6. Lastly, our co-existence should benefit one another (herdsmen and arable farmers), we need all hands on deck to achieve zero hunger. This can be achieved when peace and unity is restored, wounds are healed and bridges are amended. It is time to rebuild for a greater future and a better agricultural ecosystem in our nation.
Yours-in-service
Babatunde
In his weekly column Letter to my Farmers, Babatunde Olarewajo writes about personal experiences and insights on farming, curated through working with smallholder farmers in Africa. Last week's letter is available here.
Otto Kroesen , how does this reflect to your line of thought of an entrepreneurial tribe?
Challenged by Coen I would like to point to the social aspects or challenges involved. It is a pity that Babatunde Olarewaju has to excuse himself by bringing up the issue of intertribal conflict, acknowledging that it is a sensitive issue. It might be better dealt with if it were not a sensitive issue.
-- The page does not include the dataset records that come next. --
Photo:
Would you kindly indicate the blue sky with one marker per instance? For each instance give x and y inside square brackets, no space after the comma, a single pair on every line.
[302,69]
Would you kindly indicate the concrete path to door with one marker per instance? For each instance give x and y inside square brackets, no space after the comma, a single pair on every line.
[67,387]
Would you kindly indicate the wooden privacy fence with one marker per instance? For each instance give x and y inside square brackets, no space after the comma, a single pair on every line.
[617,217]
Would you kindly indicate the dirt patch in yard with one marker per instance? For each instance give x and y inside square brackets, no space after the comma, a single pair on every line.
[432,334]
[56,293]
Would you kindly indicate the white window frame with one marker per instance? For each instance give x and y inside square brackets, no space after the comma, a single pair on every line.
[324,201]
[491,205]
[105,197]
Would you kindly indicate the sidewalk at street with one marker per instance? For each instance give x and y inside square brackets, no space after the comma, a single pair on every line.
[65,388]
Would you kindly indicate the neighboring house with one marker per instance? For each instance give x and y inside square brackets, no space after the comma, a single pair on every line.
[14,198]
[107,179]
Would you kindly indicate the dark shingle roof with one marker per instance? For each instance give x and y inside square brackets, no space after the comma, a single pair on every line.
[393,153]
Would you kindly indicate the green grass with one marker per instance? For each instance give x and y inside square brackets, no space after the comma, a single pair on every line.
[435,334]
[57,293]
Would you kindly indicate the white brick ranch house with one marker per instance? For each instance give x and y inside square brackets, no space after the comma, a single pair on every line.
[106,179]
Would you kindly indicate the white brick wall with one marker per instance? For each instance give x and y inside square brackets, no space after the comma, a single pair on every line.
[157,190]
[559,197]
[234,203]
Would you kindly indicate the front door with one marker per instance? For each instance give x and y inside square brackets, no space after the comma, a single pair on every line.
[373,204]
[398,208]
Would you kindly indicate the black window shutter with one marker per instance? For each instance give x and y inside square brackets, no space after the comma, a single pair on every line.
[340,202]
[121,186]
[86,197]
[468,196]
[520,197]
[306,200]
It doesn’t help to replace the word tribal by the word ethnic, even apart from the fact that the Greek word “ethnos” precisely means “tribe”.
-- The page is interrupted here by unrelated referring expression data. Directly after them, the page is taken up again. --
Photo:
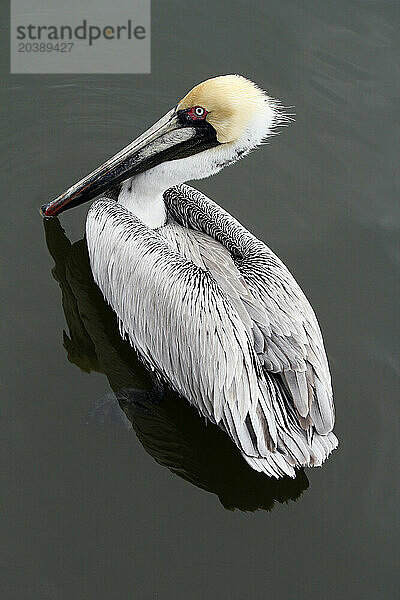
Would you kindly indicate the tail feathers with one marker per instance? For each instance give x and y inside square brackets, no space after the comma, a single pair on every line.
[284,462]
[295,446]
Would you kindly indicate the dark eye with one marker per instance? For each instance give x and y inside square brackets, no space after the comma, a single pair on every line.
[198,112]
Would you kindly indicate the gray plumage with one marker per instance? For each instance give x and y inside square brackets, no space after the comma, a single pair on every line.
[218,316]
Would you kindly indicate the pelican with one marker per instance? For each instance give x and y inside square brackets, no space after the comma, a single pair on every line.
[207,306]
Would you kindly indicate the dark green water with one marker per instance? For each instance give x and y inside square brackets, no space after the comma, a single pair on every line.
[87,512]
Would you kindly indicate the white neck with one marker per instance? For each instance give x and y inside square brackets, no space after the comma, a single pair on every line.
[144,199]
[143,194]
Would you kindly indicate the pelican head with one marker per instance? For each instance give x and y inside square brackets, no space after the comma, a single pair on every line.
[216,123]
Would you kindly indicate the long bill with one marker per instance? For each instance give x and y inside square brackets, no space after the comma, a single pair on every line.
[169,139]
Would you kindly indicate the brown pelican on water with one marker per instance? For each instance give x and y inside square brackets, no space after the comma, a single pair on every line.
[207,306]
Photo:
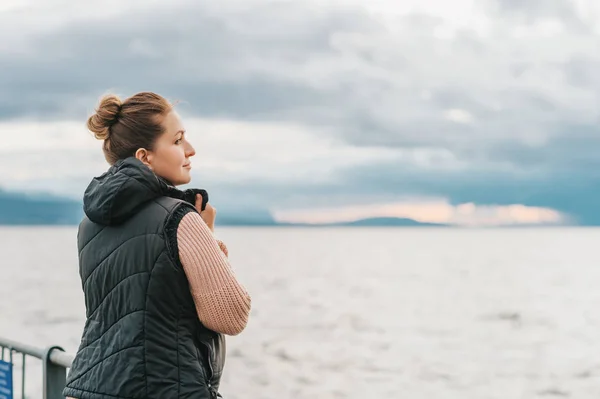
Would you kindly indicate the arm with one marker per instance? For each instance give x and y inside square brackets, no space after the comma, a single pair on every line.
[222,303]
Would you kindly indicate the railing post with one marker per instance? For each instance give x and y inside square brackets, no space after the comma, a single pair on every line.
[55,376]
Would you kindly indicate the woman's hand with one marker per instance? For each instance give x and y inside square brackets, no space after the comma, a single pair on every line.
[208,214]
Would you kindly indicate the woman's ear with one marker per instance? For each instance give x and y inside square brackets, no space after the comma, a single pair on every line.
[142,155]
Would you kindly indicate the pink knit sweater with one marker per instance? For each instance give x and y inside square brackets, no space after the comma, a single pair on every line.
[222,302]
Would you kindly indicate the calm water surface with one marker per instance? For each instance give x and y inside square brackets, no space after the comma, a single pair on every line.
[365,313]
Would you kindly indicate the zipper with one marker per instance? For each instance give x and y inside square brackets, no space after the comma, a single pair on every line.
[209,360]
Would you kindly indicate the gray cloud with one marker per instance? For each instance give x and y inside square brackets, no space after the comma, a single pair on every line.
[518,109]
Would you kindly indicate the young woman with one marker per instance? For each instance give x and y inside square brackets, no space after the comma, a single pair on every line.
[159,290]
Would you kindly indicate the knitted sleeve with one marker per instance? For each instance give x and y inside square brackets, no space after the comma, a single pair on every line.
[222,303]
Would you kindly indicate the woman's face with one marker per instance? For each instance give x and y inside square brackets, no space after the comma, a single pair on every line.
[170,158]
In my book Cross Cultural Entrepreneurship and Social Transformation I differentiated between two systems.
System 1: a social system consisting of tribal loyalties and vertical networks of patrimonialism combined with weak state institutions.
System 2: a social system consisting of an open civil society of continuously regrouping individuals as well as associations and companies under the umbrella of a strong, equitable and accountable state.
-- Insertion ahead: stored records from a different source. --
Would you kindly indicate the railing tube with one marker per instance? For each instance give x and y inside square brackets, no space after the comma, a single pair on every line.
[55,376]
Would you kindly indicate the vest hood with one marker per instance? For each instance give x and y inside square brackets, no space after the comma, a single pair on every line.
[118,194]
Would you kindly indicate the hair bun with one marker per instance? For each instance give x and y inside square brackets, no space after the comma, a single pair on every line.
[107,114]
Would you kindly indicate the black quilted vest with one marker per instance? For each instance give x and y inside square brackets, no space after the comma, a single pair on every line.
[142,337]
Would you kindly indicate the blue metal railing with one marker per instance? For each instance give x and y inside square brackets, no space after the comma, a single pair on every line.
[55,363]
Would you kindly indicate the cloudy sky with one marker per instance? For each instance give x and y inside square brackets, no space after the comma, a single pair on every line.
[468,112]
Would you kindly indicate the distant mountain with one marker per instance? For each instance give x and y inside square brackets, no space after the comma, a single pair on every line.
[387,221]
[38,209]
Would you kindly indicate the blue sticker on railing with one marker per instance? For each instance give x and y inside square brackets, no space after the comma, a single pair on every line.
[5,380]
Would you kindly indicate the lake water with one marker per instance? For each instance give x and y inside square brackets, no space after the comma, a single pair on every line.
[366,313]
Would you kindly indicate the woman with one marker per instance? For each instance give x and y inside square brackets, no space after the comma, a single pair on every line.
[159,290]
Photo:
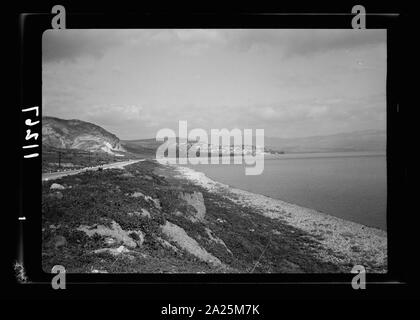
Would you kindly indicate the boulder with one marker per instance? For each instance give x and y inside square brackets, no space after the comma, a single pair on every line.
[57,186]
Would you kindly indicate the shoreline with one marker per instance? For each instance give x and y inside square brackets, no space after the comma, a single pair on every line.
[344,242]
African societies are somewhere between System 1 and System 2, in a process of transition, but with many difficulties. The herders – farmers dichotomy is a case in point.
In order to find recognition for this problem as an unavoidable part of African politics, which should not evoke shame, it might help to take a look at Western history. The development of the guilds and city fraternities in Western history was a first step beyond tribal loyalties. Guilds and fraternities are known as professional corporations and their membership was open to everybody, men and women, on the condition that they took an oath on the internal laws and regulations. They are less known for their spiritual element: church services were organized as a daily practice to cultivate and maintain loyalty and teach the members, who were not family of each other, to practice loyalty and solidarity towards each other and not cultivate their family heroes anymore. They were all brothers and sisters now (fraternities!).
Beautiful analysis, Otto, but do you have any practical advice? In a sense, yes. I see many technical advices passing by and they are all good and relevant. But shouldn’t the spiritual problem be addressed as well? Can a sense of shared purpose and destiny be created between the closed we-groups competing with each other now? Church services will not do the trick, because religion is part of the divide between people nowadays. But they can talk to each other and all African tribes, farmers and herders alike, have always known the law of hospitality as constitutive to our humanity from the beginning of creation.
Are there any NGOs working on such a dialogue? Aren’t Western nations exporting their one-sided technological mindset once again (and legitimately so, but alas also exclusively) as the solution while bypassing the spiritual element, which is taken for granted? Are Western taxpayers willing to pay NGOs or religious organizations that are working on such an immaterial thing as dialogue and peace creation?
temporavitae.nl
For those who don't know Otto (yet), please check the interview he granted us last year.
Ikechi Agbugba, could you also give reflection from a supply chain and (business) economics perspective?
@Otto. Very insightful. The spiritual bit you brought into the discourse is powerful and should be explored. I will think through this and give my further opinion. Thank you for this brilliant contribution.